Describe a concern you had while considering or applying to the internship. What advice would you give to help a student with the same concern today?
Starting new things, I always tend to get overcome with the feeling that I don't know enough or that what's asked of me would be too much for me to handle. In those times I try to remind myself that things always seem the most insurmountable at the beginning. The point of an internship isn't to have all the knowledge and skills already at hand - the point is to have the curiosity and drive to build those skills as you go.

Think of a time you experienced success during your internship. What did this success look like?
A moment of success I can recall from the internship is when I gave my final presentation to a group of scientists from PPPL and elsewhere. Talk about nerve-wracking! The presentation went well though, and afterwards my second advisor said he was impressed by how much I had gotten done, considering the internship was only 10 weeks. I found it not only flattering, but helpful to have that "benchmark," if you will. W ith research, there's always so many more questions than answers, so it's hard to tell when what you have been able to do is enough.

Think of a time you experienced failure during your internship or academic career. How did you feel at the time? How did you deal with the failure and work past it?
My plan for the summer after my second year of undergrad had been to do an engineering internship. When the few applications I had done fell through, I felt like I had wasted an opportunity . In the end, I got a job as a camp counselor, which was a huge challenge and learning experience. I am glad I did it, as I learned things about myself and developed skills I wouldn't have in an academic setting.

Did you make any important personal connections during your internship?
I met one of my very best friends during the SULI internship, and I'm incredibly grateful for that. We made some incredible memories over the course of the summer, and we still talk every day even though we're an ocean apart now.

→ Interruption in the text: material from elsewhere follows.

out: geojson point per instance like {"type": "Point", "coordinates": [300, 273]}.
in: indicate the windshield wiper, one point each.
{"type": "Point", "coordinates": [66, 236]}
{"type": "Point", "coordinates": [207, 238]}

What are your values? How are your values expressed through your academic or professional career?
I believe it's every person's duty, and especially my duty, to try and find work that maximizes their unique skills to help improve the world. That's why I chose to explore fusion. I'd like to work in fusion or energy/electricity, trying to protect the environment. I'd love to get a job at a research center or national lab. I also hope to incorporate education and outreach into my future career, things I truly love to do.